Bacaan Surat Fatiĥah yang menjadi salah satu rukun dalam shalat juga ditampilkan bahkan disertai dengan penafsirannya.
Diantara penafsiran itu adalah kata bismillah dimaknai dengan “ingsun amet barekat lawan namaning Pangeran” (aku mencari barokah dengan nama Allah). Alhamdulillah dimaknai “Tuwan oleh puji” (Tuwan mendapatkan puji). Rabbi’l ‘alamina ditafsirkan “Tuwan kang angraksa alam kabeh, kang aweh nugraha ing kawula kabeh kang pangabekti awedi ing Pangeran” (Engkau adalah pemelihara seluruh alam, yang memberi anugerah kepada semua hamba yang berbakti dan takut kepada Pangeran(Allah)). Al-Rahman dimaknai “amurah ring dunya” (bersifat Murah di dunia) dan Al-Rahim ditafsirkan “Tuwan asih ring akerat, kang mukmin lanang lan wadon” (Engkau mengasihi Mukmin laki-laki dan perempuan di akhirat). Maliki yawmi’l-din dimaknai “Tuwan ratuning dina kiyamat, kang angukumaken kabeh” (Engkau adalah penguasa hari kiamat, yang mengadili semua).
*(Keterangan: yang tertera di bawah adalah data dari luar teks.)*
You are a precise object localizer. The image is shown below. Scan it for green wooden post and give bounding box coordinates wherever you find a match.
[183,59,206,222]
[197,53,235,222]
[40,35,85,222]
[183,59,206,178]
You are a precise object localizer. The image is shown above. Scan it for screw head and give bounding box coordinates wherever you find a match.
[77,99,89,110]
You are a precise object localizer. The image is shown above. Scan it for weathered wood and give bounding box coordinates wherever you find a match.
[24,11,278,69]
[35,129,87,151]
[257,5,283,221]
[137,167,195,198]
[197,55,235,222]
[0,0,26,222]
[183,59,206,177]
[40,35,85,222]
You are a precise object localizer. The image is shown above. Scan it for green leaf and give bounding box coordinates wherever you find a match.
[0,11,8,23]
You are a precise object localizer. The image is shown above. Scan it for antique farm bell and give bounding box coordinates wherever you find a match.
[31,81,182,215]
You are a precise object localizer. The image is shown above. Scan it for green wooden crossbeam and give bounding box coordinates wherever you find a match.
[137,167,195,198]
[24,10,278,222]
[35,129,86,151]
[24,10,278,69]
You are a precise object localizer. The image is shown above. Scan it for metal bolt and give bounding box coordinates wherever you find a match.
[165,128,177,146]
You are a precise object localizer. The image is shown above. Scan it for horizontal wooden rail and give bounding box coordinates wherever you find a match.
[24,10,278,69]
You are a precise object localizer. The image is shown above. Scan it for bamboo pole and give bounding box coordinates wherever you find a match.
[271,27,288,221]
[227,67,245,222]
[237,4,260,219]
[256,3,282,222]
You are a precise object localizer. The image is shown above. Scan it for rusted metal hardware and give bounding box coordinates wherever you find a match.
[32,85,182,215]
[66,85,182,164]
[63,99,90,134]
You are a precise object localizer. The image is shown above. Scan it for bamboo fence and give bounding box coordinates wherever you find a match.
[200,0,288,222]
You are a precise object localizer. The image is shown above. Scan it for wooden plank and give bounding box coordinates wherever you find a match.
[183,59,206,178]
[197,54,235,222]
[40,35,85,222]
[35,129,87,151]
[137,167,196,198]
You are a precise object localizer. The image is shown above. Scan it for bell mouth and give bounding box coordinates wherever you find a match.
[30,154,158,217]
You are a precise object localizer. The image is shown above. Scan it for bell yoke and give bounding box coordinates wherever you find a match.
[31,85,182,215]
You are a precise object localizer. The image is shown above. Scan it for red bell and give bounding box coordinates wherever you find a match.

Selanjutnya Iyyaka na’budu ditafsirkan dengan makna “Tuwan kang sinembah sekehing alam kabeh” (Engkaulah yang disembah seluruh alam) dan iyyaka nasta’-inu dengan tafsiran “Tuwan amba jaluki tulung” (kepada Engkaulah hamba meminta pertolongan). Ihdinal’ l-sirat’ al-mustaqima dengan makna “teguhna amba jaluki dadalan wot siratal mustakim, lawan tetepna” (teguhkanlah hamba meminta di jalan jembatan siratal mustaqim (jalan yang lurus), dan tetapkanlah aku). Siratal ‘lladhina an-‘amta ‘alaihim dengan “den … dalane wong kang wus den wehi pakenak ika, kaya kang tuwna nugraha ika, kaya para nabi para wali ika, kaya wong aperang sabil ika” (tetapkan dijalan orang yang telah Engkau anugerahi nikmat, seperti halnya jalan jalan orang yang telah Engkau beri karunia seperti para Nabi dan Wali-Mu, seperti jalan orang-orang yang telah berperang sabilillah).
Dalam menafsirkan Surat Al Fatihah, Lontar Ferrara juga mengingatkan agar kaum muslim termasuk di Jawa jangan sampai berperilaku menyerupai kaum Yahudi dan Nashrani (Kristen). Mereka selalu diingatkan agar tidak menjadi orang yang dimurkai (sebagaimana Yahudi) dan tersesat (sebagaimana Nashrani). Ayat yang berbunyi “Ghairil ‘l maghdubi ‘alaihim” ditafsirkan “sampun Tuwan wehi pupurik kaya ing Yahudi Nashrani ika“ (Jangan Engkau beri kemurkaan sebagaimana orang Yahudi dan Nashrani itu). “Wa-la’l-dhallina” ditafsirkan “sampun Tuwan sasaraken ing marga kang ora bener, kaumira baginda Isa ing mami; tegese ikulah amba teda ing Tuwan” (Janganlah Engkau sesatkan aku di jalan yang keliru sebagaimana kaum Nabi Isa, itulah yang hamba minta kepada Engkau).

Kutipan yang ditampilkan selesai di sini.